Only if the media could figure out a way to pin the whole thing on
Bush. Since this is an endemic problem going back through both
Democratic and Republican administrations, I doubt the media will
have much interest. Also, there are go sexy S&M pictures. One
side note on Abu Gharib. The really horendous cases of prisinor
abuse, where interrogators literally beat innocent detainees to
death and were later given slaps on the wrists by military juries,
happened in Afghanistan. Yet, few people not involved in the cases
know about them, despite them being in the public record. Those
cases of course, didn't have any sexy pictures and didn't involve a
war the elite media objected to, so they were not reported.
According to
this story, linked today at Narco News Bulletin, Henry Waxman
intends to investigate the "House of Death" scandal:
Conroy, who claims the Attorney General knew about payments of funds to death squad operators in Mexico that resulted in at least a dozen murders, has been asking for a congressional investigation into the matter.

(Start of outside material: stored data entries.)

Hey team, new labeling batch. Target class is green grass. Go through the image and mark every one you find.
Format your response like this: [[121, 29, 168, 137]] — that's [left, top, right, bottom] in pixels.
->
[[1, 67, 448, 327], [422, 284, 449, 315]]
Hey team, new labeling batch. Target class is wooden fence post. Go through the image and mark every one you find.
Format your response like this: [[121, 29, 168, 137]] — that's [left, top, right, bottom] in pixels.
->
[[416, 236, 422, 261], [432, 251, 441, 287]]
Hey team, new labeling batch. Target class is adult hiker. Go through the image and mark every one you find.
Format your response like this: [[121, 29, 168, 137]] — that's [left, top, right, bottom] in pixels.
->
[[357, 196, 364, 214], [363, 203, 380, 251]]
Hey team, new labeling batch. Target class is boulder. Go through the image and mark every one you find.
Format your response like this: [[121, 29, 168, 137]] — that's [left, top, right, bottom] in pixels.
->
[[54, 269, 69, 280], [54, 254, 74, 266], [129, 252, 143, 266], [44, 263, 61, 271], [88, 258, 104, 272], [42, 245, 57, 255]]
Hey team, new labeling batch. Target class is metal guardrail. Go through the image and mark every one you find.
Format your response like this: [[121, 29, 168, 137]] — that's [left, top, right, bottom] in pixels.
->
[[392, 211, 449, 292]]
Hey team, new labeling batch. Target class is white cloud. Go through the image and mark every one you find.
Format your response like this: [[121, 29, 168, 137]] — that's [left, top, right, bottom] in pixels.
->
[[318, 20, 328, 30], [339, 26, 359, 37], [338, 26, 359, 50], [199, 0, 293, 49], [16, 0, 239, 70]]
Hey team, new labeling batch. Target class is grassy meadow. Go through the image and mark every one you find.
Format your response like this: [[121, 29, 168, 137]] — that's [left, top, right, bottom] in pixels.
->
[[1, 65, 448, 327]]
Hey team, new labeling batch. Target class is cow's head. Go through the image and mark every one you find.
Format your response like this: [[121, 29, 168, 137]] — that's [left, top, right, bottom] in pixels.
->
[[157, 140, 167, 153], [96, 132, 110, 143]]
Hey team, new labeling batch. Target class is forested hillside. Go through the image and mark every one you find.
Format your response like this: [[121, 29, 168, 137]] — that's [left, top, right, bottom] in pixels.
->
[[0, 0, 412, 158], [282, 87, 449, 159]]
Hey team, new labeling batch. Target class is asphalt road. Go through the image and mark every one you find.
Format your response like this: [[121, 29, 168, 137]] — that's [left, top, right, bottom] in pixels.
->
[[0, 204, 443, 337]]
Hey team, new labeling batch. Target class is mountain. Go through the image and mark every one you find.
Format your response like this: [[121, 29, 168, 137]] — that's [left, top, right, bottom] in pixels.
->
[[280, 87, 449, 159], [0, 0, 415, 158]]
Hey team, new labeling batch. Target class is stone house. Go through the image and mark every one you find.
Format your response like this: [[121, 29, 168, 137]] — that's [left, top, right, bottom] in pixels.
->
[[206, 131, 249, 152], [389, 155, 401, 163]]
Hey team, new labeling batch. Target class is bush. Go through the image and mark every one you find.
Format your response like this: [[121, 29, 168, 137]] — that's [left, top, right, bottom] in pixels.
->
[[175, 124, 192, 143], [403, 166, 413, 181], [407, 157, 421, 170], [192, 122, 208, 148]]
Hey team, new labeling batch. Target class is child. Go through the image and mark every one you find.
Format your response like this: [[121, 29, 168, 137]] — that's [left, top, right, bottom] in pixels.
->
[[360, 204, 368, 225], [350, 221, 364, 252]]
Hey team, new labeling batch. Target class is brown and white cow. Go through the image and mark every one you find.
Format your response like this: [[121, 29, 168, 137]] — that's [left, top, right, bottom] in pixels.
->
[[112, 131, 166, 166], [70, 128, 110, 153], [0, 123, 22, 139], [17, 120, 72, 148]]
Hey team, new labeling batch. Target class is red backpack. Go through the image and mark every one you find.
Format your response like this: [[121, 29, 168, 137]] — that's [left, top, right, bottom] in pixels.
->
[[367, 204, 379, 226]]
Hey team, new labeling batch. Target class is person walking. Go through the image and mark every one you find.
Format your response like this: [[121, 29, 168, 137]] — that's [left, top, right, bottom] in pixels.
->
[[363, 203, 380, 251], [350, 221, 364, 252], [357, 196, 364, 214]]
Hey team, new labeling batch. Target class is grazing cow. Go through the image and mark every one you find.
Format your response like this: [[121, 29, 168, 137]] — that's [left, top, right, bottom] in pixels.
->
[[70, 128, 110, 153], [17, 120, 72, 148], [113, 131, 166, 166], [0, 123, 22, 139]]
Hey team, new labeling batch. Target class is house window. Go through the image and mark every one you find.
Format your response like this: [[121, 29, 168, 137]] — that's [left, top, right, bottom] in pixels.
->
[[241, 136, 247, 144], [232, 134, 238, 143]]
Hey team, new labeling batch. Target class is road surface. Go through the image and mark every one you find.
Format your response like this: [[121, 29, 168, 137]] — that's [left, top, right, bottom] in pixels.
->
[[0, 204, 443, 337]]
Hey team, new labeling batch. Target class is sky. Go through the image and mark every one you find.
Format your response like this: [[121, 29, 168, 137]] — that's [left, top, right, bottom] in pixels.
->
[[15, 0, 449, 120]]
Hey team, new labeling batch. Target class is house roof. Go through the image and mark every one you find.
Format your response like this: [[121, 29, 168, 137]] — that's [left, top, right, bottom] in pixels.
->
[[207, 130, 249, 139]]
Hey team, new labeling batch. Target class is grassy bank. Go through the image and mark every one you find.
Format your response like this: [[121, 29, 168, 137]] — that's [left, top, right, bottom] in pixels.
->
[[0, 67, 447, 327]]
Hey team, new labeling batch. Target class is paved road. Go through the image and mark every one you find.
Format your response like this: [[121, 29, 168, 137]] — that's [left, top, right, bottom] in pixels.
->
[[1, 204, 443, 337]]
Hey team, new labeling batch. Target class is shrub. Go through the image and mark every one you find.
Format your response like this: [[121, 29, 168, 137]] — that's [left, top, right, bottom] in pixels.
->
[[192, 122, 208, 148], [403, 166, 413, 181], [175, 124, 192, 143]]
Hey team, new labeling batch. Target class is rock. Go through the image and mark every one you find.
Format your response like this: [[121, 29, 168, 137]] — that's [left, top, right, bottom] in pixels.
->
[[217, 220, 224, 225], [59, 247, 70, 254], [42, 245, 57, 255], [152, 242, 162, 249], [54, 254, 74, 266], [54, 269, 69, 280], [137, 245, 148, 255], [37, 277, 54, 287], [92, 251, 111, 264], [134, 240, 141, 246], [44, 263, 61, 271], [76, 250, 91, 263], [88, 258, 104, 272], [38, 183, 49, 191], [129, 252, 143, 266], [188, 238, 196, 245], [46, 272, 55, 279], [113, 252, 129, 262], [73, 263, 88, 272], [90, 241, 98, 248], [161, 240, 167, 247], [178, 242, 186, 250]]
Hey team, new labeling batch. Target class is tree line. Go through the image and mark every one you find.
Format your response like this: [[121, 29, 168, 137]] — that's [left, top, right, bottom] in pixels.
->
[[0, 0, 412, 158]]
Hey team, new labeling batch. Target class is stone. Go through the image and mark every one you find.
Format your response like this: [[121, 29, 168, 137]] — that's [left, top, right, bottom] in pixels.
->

His work has apparently caught the attention of Henry Waxman's office in Los Angeles, who is soon to take over as head of the Government Reform Committee, and is not too keen on secrecy within the Bush administration.
The committee is gearing up for public hearings after the new majority Democrats take office on a wide range of topics including the War in Iraq, the War on Drugs, government spending and government contracting. Prior efforts to bring this matter before Congressional leaders had failed.
What's up with the repeated post? Are the new squirrels already kicking over?
MarkV -- check out The Drug War Chronicle -- a weekly e-mailed
newsletter about the drug war from a reform perspective that does a
lot of stories on the corruption of law enforcement -- its well
written and not partisan:
www.stopthedrugwar.com
narconews as well but they tend to focus on south of the broder and
are enamoured with Chavez and Morales and the Zapatistas -- but
they do get good stories now and then.
I clicked the link to the original story and to my good fortune, the big-titted holiday lady covered it up.
Mona,
Which AG? Ashcroft or Gonzalez? My guess is Gonzalez knew and was
too incompetant to do anything about it. Say what you want about
Ashcroft, but he at least is a smart guy. Gonzalez on the other
hand is the and example "well he is a minority and doesn't slobber
on himself (too much)" theory of political appointments.
John -- I dunno. That story was not the most well-written and
hard-sourced I've encountered, but it *was* linked at Narco News,
which I've found reliable. I sure hope it is definite that Waxman
is investigating, but I would want more firm confirmation than that
one article.
Anyway, I know there are those who are trying to pin this all down,
and this outrageous scandal will be growing I'm sure.